2. Assign names to local animals and treat them like coworkers.

Lizard under the fridge? That’s Steve. We have an unspoken agreement. Rooster that screams at 2 a.m.? Brenda, in HR, always stirring up drama.


3. Keep one bra in the freezer.

No one tells you how mentally stabilizing a cold bra can be in 100% humidity. Try it. Thank me later.


4. Turn mosquito bites into a mindfulness practice.

Feel the itch. Breathe through it. Accept that you are now part of the food chain. Consider it your blood sacrifice to the tropics.


5. Use sarcasm to hide your relief.

That thing where you say “Oh, darnit kids, the electricity went out just as I was about to make those TikTok egg flights. Guess we'll have to try another day." Phew, that was lucky.


6. Make a list of people you would punch if there were no consequences.

Don't act on it. Just make the list. Keep it in a waterproof journal. Add doodles. It’s deeply satisfying.


7. Buy candles. Not for ambiance - for power outages and sanity.

When the power goes out, again, you light one and pretend you're having a "restorative spa night" instead of slowly losing your mind.


8. Shower fully clothed on really bad days.

It’s weird. It’s effective. You cry, you cool down, you emerge like a soggy phoenix reborn in mismatched pajamas.


9. Replace “I’m spiraling” with “I’m tropical problem-solving.”

Rebranding is key. Are you melting down in your car? Or just embracing a heat-powered emotional detox?


10. Lower expectations until they are subterranean.

You made it through the day and remembered to eat something green? Medal of honor. Didn’t scream at anyone? National holiday.


11. Befriend the checkout clerk. She is now your life coach.

She knows the gossip. She’s seen it all. She will give you plantain chips and tell you, “No te rindas, mami.” Do not underestimate this power.


12. Eat snacks aggressively.

There’s no guilt in emotional eating if you do it with conviction. Mango slices, popcorn, peanut butter straight from the jar - it’s self-care, baby.


13. Text someone from “home” a totally unhinged meme.

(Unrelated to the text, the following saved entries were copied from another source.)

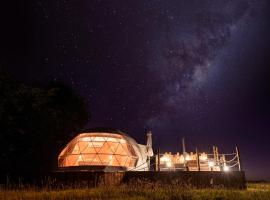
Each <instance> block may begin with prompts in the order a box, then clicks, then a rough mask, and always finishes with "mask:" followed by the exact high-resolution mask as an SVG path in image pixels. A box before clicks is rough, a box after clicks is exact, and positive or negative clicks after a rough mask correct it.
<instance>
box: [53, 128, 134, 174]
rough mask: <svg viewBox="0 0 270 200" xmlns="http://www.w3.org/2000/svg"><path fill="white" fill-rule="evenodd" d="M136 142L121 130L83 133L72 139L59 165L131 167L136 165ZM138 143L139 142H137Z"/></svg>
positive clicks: (129, 167)
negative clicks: (115, 132)
mask: <svg viewBox="0 0 270 200" xmlns="http://www.w3.org/2000/svg"><path fill="white" fill-rule="evenodd" d="M135 143H136V142H135V141H134V140H133V139H132V138H130V137H129V136H127V135H125V134H122V133H120V132H116V133H115V132H105V131H103V132H90V133H82V134H79V135H78V136H77V137H75V138H74V139H73V140H72V141H70V142H69V143H68V144H67V146H66V147H65V148H64V149H63V150H62V152H61V153H60V155H59V157H58V166H59V167H75V166H110V167H121V168H126V169H130V168H133V167H134V166H136V163H137V161H138V155H137V154H136V152H135V150H134V148H133V146H134V144H135ZM136 144H137V143H136Z"/></svg>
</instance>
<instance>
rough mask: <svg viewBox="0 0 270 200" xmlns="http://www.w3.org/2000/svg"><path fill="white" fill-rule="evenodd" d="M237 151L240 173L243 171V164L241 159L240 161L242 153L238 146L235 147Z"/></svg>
mask: <svg viewBox="0 0 270 200" xmlns="http://www.w3.org/2000/svg"><path fill="white" fill-rule="evenodd" d="M235 150H236V156H237V162H238V169H239V171H242V163H241V159H240V152H239V149H238V147H237V146H236V147H235Z"/></svg>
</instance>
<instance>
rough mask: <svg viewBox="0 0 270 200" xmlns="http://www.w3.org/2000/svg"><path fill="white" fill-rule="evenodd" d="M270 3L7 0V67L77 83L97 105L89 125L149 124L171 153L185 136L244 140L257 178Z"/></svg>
mask: <svg viewBox="0 0 270 200" xmlns="http://www.w3.org/2000/svg"><path fill="white" fill-rule="evenodd" d="M268 10H269V3H268V1H264V0H261V1H255V0H240V1H230V0H218V1H208V0H205V1H198V0H191V1H179V0H170V1H163V0H153V1H131V2H127V1H124V0H120V1H117V2H114V1H103V0H95V1H92V0H91V1H67V0H55V1H46V0H38V1H36V0H30V1H28V2H27V3H24V4H23V3H18V4H16V5H13V4H12V3H6V8H5V7H3V12H2V15H3V16H2V19H8V20H5V21H3V27H5V28H4V29H3V32H2V33H1V34H2V37H1V43H2V49H1V65H3V66H4V67H5V68H7V70H8V71H10V72H11V73H12V74H13V75H14V76H16V77H17V78H18V79H19V80H22V81H25V82H28V83H33V82H36V81H38V82H42V83H45V84H46V83H48V82H49V81H52V80H55V81H56V80H57V81H62V82H64V83H66V84H68V85H70V86H71V87H72V88H73V89H74V90H75V91H76V92H77V93H78V94H80V95H82V96H83V97H84V98H85V99H86V101H87V102H88V104H89V110H90V111H91V115H92V119H91V121H89V123H88V124H87V127H95V126H103V127H104V126H105V127H113V128H118V129H122V130H124V131H127V132H128V133H129V134H130V135H132V136H133V137H134V138H136V139H137V140H138V141H140V142H142V143H143V142H145V133H146V130H148V129H150V130H152V131H153V135H154V146H155V147H156V148H157V147H159V148H161V150H164V151H165V150H167V151H179V150H180V139H181V137H185V138H187V145H188V150H190V151H194V149H195V147H198V148H199V149H200V150H202V151H211V145H213V144H215V145H217V146H220V148H221V149H222V151H231V150H233V149H234V146H235V145H236V144H237V145H239V147H240V149H241V152H242V154H243V162H244V168H245V169H246V170H247V173H248V177H249V178H263V177H267V178H268V179H270V174H269V171H268V170H267V169H268V168H269V167H270V163H269V161H266V160H265V159H264V158H265V156H267V155H268V154H269V153H270V148H269V145H268V143H267V142H266V141H269V139H270V138H269V128H270V127H269V124H270V123H269V122H270V121H269V120H270V106H269V97H270V95H269V90H270V84H269V44H270V43H269V33H270V29H269V20H268V18H269V16H268V15H269V14H268ZM258 152H260V153H259V154H260V155H258ZM255 156H256V159H257V160H256V159H255ZM255 161H256V162H255ZM257 163H260V164H257ZM259 169H260V170H259ZM267 171H268V172H267Z"/></svg>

If they get it, keep them. If not, you’ve at least reminded someone that you still exist in this sweaty corner of the universe.


14. Count your wins like you’re on a game show.

“Did I go outside today? Ding ding ding!”

“Did I stop doomscrolling before midnight? Bonus round!”

“Did I go to DMV without crying? GRAND PRIZE!”


15. Let yourself be ridiculous.

Healing is not always quiet or pretty. Sometimes it’s dancing in your living room with sea salt in your hair and laundry you’ve ignored for three days. That counts. That’s progress.


Mental health recovery in paradise is still recovery. The scenery just comes with more bugs and passive-aggressive sunshine. But you’re doing it. However weird, sweaty, or snack-fueled it may be - you’re still here.


And honestly? That’s kind of heroic.